Casper Naber was a Dutch resistance fighter during the Second World War. Before the war, he owned a hardware and tool shop on the Gelkingestraat in Groningen. In 1943, resistance member Henk Deinum approached Naber to use his shop as a cover for a secret radio post, aimed at transmitting weather reports and other intelligence to the Dutch government-in-exile in London. Naber agreed and recruited S.P. de Boer, a teacher at the local nautical school, to help find radio operators and obtain the necessary equipment.

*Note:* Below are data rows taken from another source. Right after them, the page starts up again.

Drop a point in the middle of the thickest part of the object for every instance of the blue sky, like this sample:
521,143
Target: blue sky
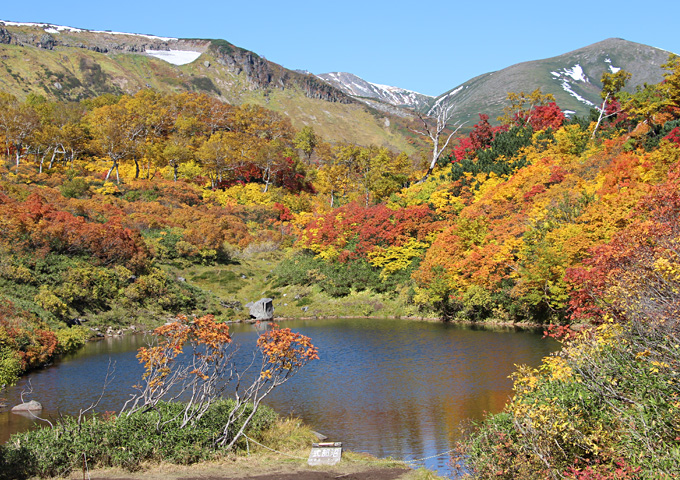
426,46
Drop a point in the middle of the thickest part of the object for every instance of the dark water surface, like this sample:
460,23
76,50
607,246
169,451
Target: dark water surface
387,387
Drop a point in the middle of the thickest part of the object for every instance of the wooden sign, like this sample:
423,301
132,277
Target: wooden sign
325,453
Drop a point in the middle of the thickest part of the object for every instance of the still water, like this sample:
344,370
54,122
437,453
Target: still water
387,387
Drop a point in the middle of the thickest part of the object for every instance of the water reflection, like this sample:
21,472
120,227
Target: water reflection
386,387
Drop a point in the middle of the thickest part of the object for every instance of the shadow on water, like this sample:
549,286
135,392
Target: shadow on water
387,387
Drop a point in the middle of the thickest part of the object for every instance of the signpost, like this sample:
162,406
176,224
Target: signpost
325,453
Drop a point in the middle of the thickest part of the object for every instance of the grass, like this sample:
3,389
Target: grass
250,278
288,436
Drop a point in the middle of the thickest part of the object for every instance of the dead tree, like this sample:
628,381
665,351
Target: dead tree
441,114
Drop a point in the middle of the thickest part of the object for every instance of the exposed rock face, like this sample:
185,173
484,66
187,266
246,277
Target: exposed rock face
264,74
31,406
46,41
5,36
263,309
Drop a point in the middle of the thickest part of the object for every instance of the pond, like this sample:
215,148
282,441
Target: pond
387,387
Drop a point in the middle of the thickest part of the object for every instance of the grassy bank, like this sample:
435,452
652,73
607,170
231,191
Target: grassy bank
109,447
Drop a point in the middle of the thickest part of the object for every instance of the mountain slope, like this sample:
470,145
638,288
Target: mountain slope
360,88
65,63
573,78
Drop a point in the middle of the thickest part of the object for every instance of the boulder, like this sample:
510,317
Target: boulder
31,406
263,309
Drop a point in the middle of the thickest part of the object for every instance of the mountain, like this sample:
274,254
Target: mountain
66,63
361,89
573,78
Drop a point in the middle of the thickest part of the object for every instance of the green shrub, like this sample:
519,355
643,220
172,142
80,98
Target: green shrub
71,339
124,442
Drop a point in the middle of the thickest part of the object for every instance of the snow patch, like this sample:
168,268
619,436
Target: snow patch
176,57
49,28
151,37
576,72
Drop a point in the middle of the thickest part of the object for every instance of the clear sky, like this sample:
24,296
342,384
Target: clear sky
426,46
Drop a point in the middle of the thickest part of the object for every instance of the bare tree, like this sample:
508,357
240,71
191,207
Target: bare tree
441,114
612,83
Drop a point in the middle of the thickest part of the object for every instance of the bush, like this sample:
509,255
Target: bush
71,339
125,441
604,408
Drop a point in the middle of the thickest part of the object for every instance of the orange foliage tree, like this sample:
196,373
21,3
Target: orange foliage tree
201,376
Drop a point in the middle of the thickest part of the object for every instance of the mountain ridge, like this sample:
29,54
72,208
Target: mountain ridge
118,62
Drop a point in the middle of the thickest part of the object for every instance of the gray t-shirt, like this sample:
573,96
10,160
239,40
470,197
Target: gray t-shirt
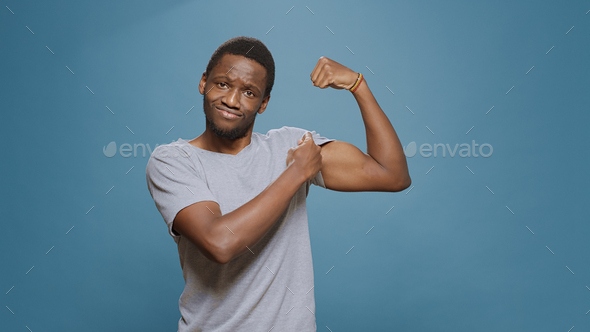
273,286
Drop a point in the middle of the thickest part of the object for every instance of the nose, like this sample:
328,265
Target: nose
231,98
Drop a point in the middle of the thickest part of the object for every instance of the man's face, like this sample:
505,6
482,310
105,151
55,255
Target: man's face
233,95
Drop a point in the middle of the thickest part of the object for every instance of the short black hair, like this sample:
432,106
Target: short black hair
250,48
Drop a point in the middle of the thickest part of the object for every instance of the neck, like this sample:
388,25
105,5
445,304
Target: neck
211,142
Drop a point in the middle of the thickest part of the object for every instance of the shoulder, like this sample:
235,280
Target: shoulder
172,153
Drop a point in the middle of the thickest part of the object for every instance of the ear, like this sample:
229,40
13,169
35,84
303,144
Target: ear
202,83
263,104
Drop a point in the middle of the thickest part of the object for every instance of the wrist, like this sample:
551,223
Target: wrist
357,83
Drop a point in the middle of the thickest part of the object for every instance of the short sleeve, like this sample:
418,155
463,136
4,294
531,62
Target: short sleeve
318,139
175,183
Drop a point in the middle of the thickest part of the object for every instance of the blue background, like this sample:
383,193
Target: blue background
450,255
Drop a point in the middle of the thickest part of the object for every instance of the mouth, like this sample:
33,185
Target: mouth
227,113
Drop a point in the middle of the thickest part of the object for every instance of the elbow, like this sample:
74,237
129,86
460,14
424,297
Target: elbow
401,184
218,251
221,254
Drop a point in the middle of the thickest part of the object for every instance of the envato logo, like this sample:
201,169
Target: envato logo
465,150
127,150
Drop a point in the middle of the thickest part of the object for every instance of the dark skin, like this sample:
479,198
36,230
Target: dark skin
236,84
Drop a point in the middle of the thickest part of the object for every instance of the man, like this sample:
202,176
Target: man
234,199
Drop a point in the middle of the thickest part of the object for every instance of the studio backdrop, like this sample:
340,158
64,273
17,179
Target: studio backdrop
489,99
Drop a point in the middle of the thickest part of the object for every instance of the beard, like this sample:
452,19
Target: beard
236,133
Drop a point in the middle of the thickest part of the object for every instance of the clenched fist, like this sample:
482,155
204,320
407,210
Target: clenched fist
329,73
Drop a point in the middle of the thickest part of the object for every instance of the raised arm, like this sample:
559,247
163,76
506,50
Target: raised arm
222,237
344,166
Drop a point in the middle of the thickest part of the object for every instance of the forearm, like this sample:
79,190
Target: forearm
383,145
242,228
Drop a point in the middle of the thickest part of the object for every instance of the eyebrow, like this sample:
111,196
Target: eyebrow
247,85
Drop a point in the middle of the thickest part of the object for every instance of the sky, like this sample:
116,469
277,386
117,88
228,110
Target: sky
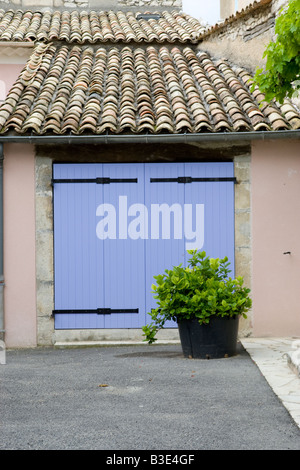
207,10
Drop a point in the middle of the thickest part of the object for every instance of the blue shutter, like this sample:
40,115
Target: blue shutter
118,225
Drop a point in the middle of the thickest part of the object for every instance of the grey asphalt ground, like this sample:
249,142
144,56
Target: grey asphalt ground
138,398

The radio post operated under the codename “Beatrix-Met,” or Beatrix. Aad de Roode instructed De Boer and the operators and activated the transmitter on 12 December 1943. Naber was responsible for encoding and decoding messages from the intelligence group led by Bob Houwen and Theo Sluis. He also assisted Jewish people in finding hiding places.
On 10 November 1944, Naber’s location was betrayed by an agent forced to cooperate with the Sicherheitsdienst (SD). He was arrested and imprisoned in the Scholtenhuis, the SD’s headquarters on the Grote Markt in Groningen. After initial interrogations, Naber feared he might break under further questioning and inadvertently reveal the identities of his fellow resistance members. On 11 November 1944, he took his own life by jumping from an attic window of the Scholtenhuis at the age of 38. He was buried in the Roman Catholic Cemetery in Groningen. Both his gravestone and a nearby resistance monument spell his first name as Caspar rather than Casper.
For his bravery and resistance work, Naber was posthumously awarded the Bronze Cross. In 1975, a covered shopping passage near the former site of the Scholtenhuis was named the Naberpassage in his honor. When the passage was later removed during redevelopment of the Grote Markt, the street connecting the Grote Markt and Nieuwe Markt was named the Naberstraat. The street sign was unveiled on 13 September 2021 by Naber’s granddaughter.